Now that we have our corpus in the proper format, we can initialise and train a topic model on it. This will produce all the different things described in the diagram above: all the different probability distributions describing which topics are likely to appear where and which words are likely to appear in each topic.

In [5]:
from gensim.models import LdaModel

In [6]:

# We need to set some hyperparameters here
num_topics = 10
chunksize = 9 # There are 18 texts in the corpus
passes = 30
iterations = 400
eval_every = None

# Get mapping of word id numbers to the actual words out of the dictionary
# id2word = dictionary.id2token <-- this should work but is failing me
id2word = {val:key for key,val in dictionary.token2id.items()}
# del(topic_model)
# Now initialise and train the model (in Gensim you do this in one step, rather than defining the model then calling the .fit() method)
topic_model = LdaModel(
    corpus=bag_of_words,
    id2word=id2word,
    chunksize=chunksize,
    alpha='auto',
    eta='auto',
    iterations=iterations,
    num_topics=num_topics,
    passes=passes,
    eval_every=eval_every
)



## Inference

Now we have trained the model, we can apply it to a particular text and see how it decomposes the text into topics. Execute the cell below to get the index number for each text in the corpus.

In [7]:
print(f'{"INDEX":5s} :: BOOK')
for idx, book in enumerate(books):
  print(f'{str(idx):5s} :: {book}')

INDEX :: BOOK
0     :: austen-emma.txt
1     :: austen-persuasion.txt
2     :: austen-sense.txt
3     :: bible-kjv.txt
4     :: blake-poems.txt
5     :: bryant-stories.txt
6     :: burgess-busterbrown.txt
7     :: carroll-alice.txt
8     :: chesterton-ball.txt
9     :: chesterton-brown.txt
10    :: chesterton-thursday.txt
11    :: edgeworth-parents.txt
12    :: melville-moby_dick.txt
13    :: milton-paradise.txt
14    :: shakespeare-caesar.txt
15    :: shakespeare-hamlet.txt
16    :: shakespeare-macbeth.txt
17    :: whitman-leaves.txt


In [11]:
topic_model.get_document_topics(bag_of_words[0])

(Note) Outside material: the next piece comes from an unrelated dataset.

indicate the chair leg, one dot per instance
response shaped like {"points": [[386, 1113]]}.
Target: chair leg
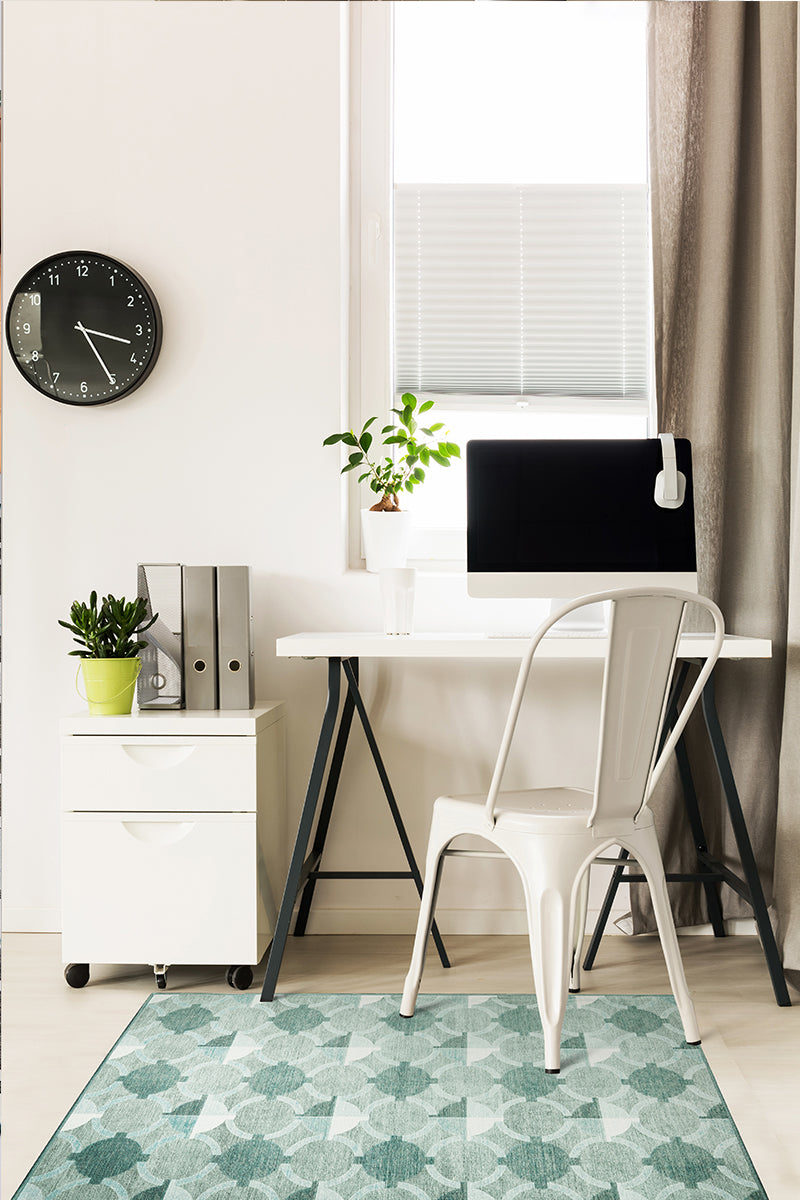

[(4, np.float32(0.99999315))]

In [12]:
topic_model.show_topics(num_topics=-1, num_words=20)

[(0,
  '0.034*"t" + 0.015*"ll" + 0.015*",\'" + 0.014*"very" + 0.012*"m" + 0.010*"!\'" + 0.010*"--" + 0.009*"up" + 0.009*"oh" + 0.009*"boy" + 0.008*"down" + 0.008*"don" + 0.008*".\'" + 0.007*"just" + 0.007*"have" + 0.006*"king" + 0.006*"get" + 0.006*"?\'" + 0.005*"again" + 0.005*"upon"'),
 (1,
  '0.000*"shall" + 0.000*"lord" + 0.000*"have" + 0.000*""" + 0.000*"unto" + 0.000*"thou" + 0.000*"thy" + 0.000*"."" + 0.000*"very" + 0.000*"ye" + 0.000*"son" + 0.000*"god" + 0.000*"up" + 0.000*"every" + 0.000*"--" + 0.000*"thee" + 0.000*"people" + 0.000*"3" + 0.000*","" + 0.000*"4"'),
 (2,
  '0.029*"d" + 0.012*"o" + 0.012*"thou" + 0.011*"shall" + 0.010*"thy" + 0.010*"thee" + 0.006*"earth" + 0.006*"heaven" + 0.005*"love" + 0.005*"thus" + 0.005*"god" + 0.004*"lord" + 0.004*"ham" + 0.003*"king" + 0.003*"enter" + 0.003*"than" + 0.003*"hath" + 0.003*"us" + 0.003*"whom" + 0.003*"first"'),
 (3,
  '0.019*"--" + 0.014*""" + 0.011*"whale" + 0.011*"have" + 0.008*"upon" + 0.007*"up" + 0.007*"sea" + 0.007*"its

## Inspecting and Evaluating the Model

The model comes with numerous methods we can use to explore its structure. You can see all the methods that come with the model [in the official documentation](https://radimrehurek.com/gensim/models/ldamodel.html).

In [13]:
print(f'\nTop 3 Dominant topics for each book:')
for i, book_name in enumerate(books):
    # Get the topic distribution for the current document
    doc_topics = topic_model.get_document_topics(bag_of_words[i])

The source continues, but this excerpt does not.